Knowledge is always partial. We never fully ‘know’ what we think we do. A Degree is one of 360 yet we own that portion of knowledge about a given subject. And because it’s partial, knowledge always advances. It never reaches some predestined absoluteness. Fixed attitudes prevent us from advancing as knowledge does. We’re stuck in the limited state of our belief, a lonely place from where children are happy to leap. An openness to what else there is or might be, a willingness to change our minds about something; to reconsider our position, take someone’s advice and importantly be critical of our own attitude suggest spiritual maturity and the kindling of soul force.

God/Goddess complex
I accept that understanding who we are as divine beings is intrinsic to kindling soul force. This is a long journey beyond many lifetimes of spiritually evolving and perfecting our god centre. We might think we are ‘gods or goddessess’ but have no idea what this really means. Often it reveals itself egotistically, self-righteously, judgementally and arrogantly.
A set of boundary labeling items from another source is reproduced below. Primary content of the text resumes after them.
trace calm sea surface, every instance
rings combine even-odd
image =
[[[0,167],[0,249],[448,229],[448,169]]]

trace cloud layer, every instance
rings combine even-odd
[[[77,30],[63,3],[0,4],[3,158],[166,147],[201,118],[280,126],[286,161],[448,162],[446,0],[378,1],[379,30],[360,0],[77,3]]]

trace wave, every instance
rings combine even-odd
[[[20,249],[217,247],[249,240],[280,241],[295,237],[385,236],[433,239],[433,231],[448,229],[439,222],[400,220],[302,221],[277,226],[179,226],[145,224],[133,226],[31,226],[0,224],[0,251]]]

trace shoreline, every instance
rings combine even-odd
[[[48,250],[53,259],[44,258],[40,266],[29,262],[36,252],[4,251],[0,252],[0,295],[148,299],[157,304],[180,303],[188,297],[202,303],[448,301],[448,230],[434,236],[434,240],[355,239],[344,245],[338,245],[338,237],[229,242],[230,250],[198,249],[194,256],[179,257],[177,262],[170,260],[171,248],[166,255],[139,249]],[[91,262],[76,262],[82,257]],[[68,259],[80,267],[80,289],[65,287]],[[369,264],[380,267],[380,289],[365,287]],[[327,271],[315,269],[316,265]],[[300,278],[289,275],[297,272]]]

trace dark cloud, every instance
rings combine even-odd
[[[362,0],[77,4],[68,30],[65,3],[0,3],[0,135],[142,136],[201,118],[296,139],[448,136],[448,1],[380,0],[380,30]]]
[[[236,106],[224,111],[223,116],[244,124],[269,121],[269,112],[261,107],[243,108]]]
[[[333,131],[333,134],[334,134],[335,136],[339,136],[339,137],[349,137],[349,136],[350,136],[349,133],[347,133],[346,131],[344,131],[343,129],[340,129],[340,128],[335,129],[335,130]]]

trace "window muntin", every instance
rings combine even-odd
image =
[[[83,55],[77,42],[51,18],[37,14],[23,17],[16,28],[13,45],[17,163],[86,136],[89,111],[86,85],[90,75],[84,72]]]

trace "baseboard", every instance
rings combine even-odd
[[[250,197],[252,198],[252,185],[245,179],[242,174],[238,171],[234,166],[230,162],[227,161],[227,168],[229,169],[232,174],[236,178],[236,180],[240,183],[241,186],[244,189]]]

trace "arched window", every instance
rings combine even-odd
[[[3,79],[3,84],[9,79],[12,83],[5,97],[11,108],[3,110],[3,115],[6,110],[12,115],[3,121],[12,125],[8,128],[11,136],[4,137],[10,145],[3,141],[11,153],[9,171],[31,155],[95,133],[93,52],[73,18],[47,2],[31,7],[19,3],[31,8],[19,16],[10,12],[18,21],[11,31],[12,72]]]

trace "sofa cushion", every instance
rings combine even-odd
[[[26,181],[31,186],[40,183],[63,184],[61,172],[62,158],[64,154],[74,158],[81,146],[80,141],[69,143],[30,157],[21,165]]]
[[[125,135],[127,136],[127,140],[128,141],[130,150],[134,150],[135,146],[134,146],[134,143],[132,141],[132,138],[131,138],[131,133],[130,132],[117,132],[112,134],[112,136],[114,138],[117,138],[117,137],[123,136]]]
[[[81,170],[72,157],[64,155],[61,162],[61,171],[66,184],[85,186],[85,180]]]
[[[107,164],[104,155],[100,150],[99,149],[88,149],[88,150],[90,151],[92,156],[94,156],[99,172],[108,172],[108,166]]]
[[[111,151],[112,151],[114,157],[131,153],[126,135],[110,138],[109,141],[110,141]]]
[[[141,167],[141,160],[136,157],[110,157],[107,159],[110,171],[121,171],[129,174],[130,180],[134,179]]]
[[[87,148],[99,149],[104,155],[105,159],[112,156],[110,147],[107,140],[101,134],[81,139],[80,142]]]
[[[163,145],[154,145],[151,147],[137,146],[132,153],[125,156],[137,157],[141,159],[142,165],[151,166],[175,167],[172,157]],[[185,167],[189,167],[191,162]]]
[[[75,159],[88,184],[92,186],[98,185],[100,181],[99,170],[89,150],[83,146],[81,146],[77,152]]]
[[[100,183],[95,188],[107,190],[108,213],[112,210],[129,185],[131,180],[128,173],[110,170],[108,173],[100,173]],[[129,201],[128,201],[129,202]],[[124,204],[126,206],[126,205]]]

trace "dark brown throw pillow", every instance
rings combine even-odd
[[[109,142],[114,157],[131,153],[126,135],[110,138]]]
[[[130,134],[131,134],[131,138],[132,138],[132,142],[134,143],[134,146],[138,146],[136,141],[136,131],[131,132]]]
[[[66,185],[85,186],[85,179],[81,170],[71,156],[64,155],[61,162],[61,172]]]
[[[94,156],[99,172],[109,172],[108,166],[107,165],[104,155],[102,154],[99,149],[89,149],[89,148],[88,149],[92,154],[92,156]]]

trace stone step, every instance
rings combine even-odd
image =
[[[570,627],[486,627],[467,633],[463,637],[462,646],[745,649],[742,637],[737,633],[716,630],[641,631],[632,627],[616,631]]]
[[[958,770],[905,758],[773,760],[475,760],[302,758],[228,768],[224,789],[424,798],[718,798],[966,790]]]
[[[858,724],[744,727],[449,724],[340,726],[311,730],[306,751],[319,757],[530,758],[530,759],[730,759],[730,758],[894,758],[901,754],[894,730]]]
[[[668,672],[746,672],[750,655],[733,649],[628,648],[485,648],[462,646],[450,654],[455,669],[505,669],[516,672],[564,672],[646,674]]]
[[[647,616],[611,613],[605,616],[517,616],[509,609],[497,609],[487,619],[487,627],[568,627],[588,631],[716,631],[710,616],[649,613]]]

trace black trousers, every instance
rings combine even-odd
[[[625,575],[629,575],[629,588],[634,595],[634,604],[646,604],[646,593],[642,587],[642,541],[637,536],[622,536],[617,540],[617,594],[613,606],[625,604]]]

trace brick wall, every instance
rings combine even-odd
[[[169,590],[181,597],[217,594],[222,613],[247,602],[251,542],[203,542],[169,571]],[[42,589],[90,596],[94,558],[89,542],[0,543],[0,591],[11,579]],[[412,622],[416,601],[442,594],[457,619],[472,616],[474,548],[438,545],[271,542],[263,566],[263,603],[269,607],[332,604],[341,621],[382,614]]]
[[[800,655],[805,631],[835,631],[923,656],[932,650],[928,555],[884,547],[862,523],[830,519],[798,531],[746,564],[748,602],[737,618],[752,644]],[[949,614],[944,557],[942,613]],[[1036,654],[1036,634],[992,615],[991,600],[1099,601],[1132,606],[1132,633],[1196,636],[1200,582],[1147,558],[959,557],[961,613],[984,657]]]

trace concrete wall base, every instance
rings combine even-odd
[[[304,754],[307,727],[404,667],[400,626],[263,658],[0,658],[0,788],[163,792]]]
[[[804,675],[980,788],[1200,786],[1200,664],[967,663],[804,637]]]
These are more Towers that must come down if we are to walk rightfully and with that certain kind of humility that comes from being deeply in tune with your own expression of divinity.

Your divineness is not something about which to boast. It’s not to be lauded on others as if in fact you are the one true God. It’s your thing, meaningfully expressed without arrogance or self-aggrandisement. It speaks itself without affectation; doesn’t exert pressure for praise. Your divinity is not the same as the Orishas (Yemaya, Oschun, Ogun, Shango etc.). They are, as I recently heard Wole Soyinka say, ‘heightened expressions of human impulses.’ Our divinity then cannot compete with deities: to what supreme height can we express such impulses as jealousy, arrogance, sensuality, love, anger? These impulses turn demonic when as humans we boast about our beingness as gods. That’s why it’s a ‘complex’ (a block or Tower). Humility, perhaps because it doesn’t seem so impulsive might be regarded as a weakness. But since the Bible is a common reference we might recall that Samson was brought to a state of humility, so too was David, Solomon, Moses and of course Christ. This was the esteemed path to wisdom along which they each had to journey. It was from this wisdom that Solomon built his Temple (divinity). Without it he would otherwise construct his divinity as many who ill-express their divinity into a Tower.

So finally, we’ve tried to imagine what might replace the Tower when it finally comes down. For a while we’ll enjoy the light and space; the freedom to walk without bracing the wind. I don’t think we’ll get the cultural centre with book shops, art exhibitions and independent cafés/restaurants I’ve dreamed might go there. We know it will be flats. The space is big enough, the location optimum (right next to a tube station and shopping centres). But it will be a new scene, life will stir from each one of the flats – couples cuddling, rooms filled with love and laughter, windows flung open to take in air. And I will ever express my thanks for the moulding power of words that have the potential to turn Towers into nothing more than refused rubble.